Frequently Asked Questions
What is the best Scandinavian novel to start with?
A Man Called Ove (2012) by Fredrik Backman is the best starting point — the portrait of a curmudgeonly Swedish man whose carefully ordered life is disrupted by new neighbours is funny, warm, and deeply moving, and the most consistently recommended Swedish novel for readers new to Scandinavian fiction. The Girl with the Dragon Tattoo (2005) by Stieg Larsson is the best starting point for readers who want Nordic crime — the first of the Millennium trilogy, featuring Lisbeth Salander, who has become one of the most recognisable characters in contemporary fiction.
What is A Man Called Ove about?
A Man Called Ove (2012) by Fredrik Backman follows Ove, a fifty-nine-year-old Swede whose wife has recently died and who is trying, repeatedly and unsuccessfully, to end his life — each attempt interrupted by the demands of the annoying neighbours he has been unable to avoid. The novel's structure gradually reveals why Ove is the way he is; by the time the reader understands his history, the affection for him is complete. The novel is simultaneously a comedy about Swedish social awkwardness, a portrait of grief, and an argument about community and mutual obligation.
What makes Scandinavian crime fiction special?

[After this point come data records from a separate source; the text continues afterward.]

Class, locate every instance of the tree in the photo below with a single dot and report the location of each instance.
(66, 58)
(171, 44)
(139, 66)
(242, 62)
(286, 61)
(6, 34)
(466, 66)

Scandinavian crime fiction — the genre known as 'Nordic Noir' — has several distinctive qualities that distinguish it from British or American crime fiction: an explicit social and political critique (the best Scandinavian crime novels are fundamentally about what is wrong with their societies, using the crime as a diagnostic tool); a willingness to portray institutional corruption and systemic failure; a distinctive landscape (the long winters, the isolation, the darkness) that shapes the psychology of the genre; and a tradition of morally complex investigators. Stieg Larsson, Jo Nesbø, and Henning Mankell established the template; a generation of successors has extended it.
What is Anxious People about?
Anxious People (2019) by Fredrik Backman follows a bank robber who accidentally takes a group of apartment-viewing strangers hostage, and the police investigation — led by a father and son — that follows. The novel is a Backman comedy of misunderstanding and human connection, structured around the revelation of how different the hostages' lives are from their appearances. Like A Man Called Ove, it is simultaneously funny and moving; its argument about the random human connections that prevent people from the worst of what they might do is characteristically Backman.